It’s possible that neither Donald Trump nor Richard Ranzau understood what he was doing when each labeled large groups of Americans “enemies of the people.” At least that is to be hoped, because consciously using that condemnatory, historically blood-soaked phrase should be beneath the dignity and outside the moral framework of any public officeholder, whether president or Sedgwick County commissioner.

Being offended by their words is not what they both would derisively call “political correctness.” Instead, wincing acknowledges that those words preclude any possibility of political discussion, leaving drastic action as the only remaining option.

Even former Soviet Union premier Nikita Khrushchev appreciated that.
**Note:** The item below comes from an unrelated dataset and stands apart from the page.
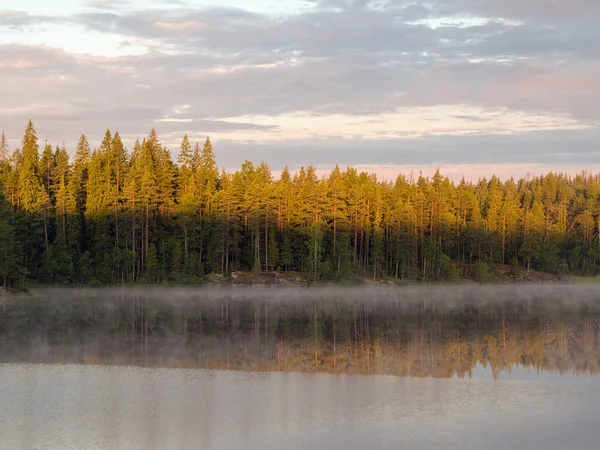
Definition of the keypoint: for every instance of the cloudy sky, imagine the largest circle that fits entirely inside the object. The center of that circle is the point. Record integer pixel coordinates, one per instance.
(472, 86)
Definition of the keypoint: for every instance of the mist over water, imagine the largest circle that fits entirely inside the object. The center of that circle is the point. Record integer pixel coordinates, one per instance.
(468, 366)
The designation, he said in a 1956 speech denouncing Joseph Stalin, “eliminated the possibility of any kind of ideological” contest. “The formula ‘enemy of the people’ was specifically introduced for the purpose of annihilating” people who disagreed with Stalin, he declared.

Using “enemy of the people” as a death sentence to political foes stretches back at least to Nero (37 A.D.), who took his own life when the Roman senate so labeled him.

It runs through the French Revolution, when the charge “ennemi du peuple” consigned thousands to the guillotine during the Jacobin “Reign of Terror” of 1793-94. Many of America’s founders, completing their work on the new constitution in 1789, were initially sympathetic to the aborning French revolution, but, as enlightenment thinkers, were soon horrified by its excesses.

By contrast, in 1917 Vladimir Lenin, Stalin’s communist predecessor, openly endorsed those Jacobin excesses as a necessary weapon against capitalists and handed off the concept of “enemies of the people” to Stalin, who relentlessly “purged” millions.

Then in the 1930s, Adolph Hitler adapted it to his own evil uses, designating Jews as “enemy of the German people” and sending millions of them to death camps.

And now, in 2017, we have the president of the United States and a twice-elected county commissioner voicing it, forcefully and deliberately.

Trump designated journalists who do not write to please him “enemies of the American people,” and, to make sure he was not misunderstood, repeated it several times, to his supporters’ delight.

Ranzau, indulging himself during the “other business” time at last week’s County Commission meeting, over-trumped Trump by designating millions more people – “the progressive movement” in its entirety, not just journalists – the “enemy of the people.” During his ten-minute homily, his captive audience of county employes were forced to listen as he mounted an unwanted and ultimately nonsensical defense of Senate President Susan Wagle, R-Wichita, against a Richard Crowson editorial cartoon in this newspaper depicting her as Gov. Sam Brownback’s lap dog. On her part, Wagle was so offended by the cartoon that she requested a personal copy of it.

Casual, repeated use of such historically freighted language not only forecloses political discussion and devalues the words themselves but also invites private violence by unstable individuals.

From Nero’s accusers to the Jacobins to Lenin to Stalin to Hitler to Trump and Ranzau? That’s hardly a linear progression, because the Romans, Jacobins, communists and Nazis knew exactly what they were saying and understood the implications.

If that could accurately be said of Trump and Ranzau, they crossed a line that is more than rhetorical, and they should be condemned. But perhaps – our best hope – it was merely ignorance.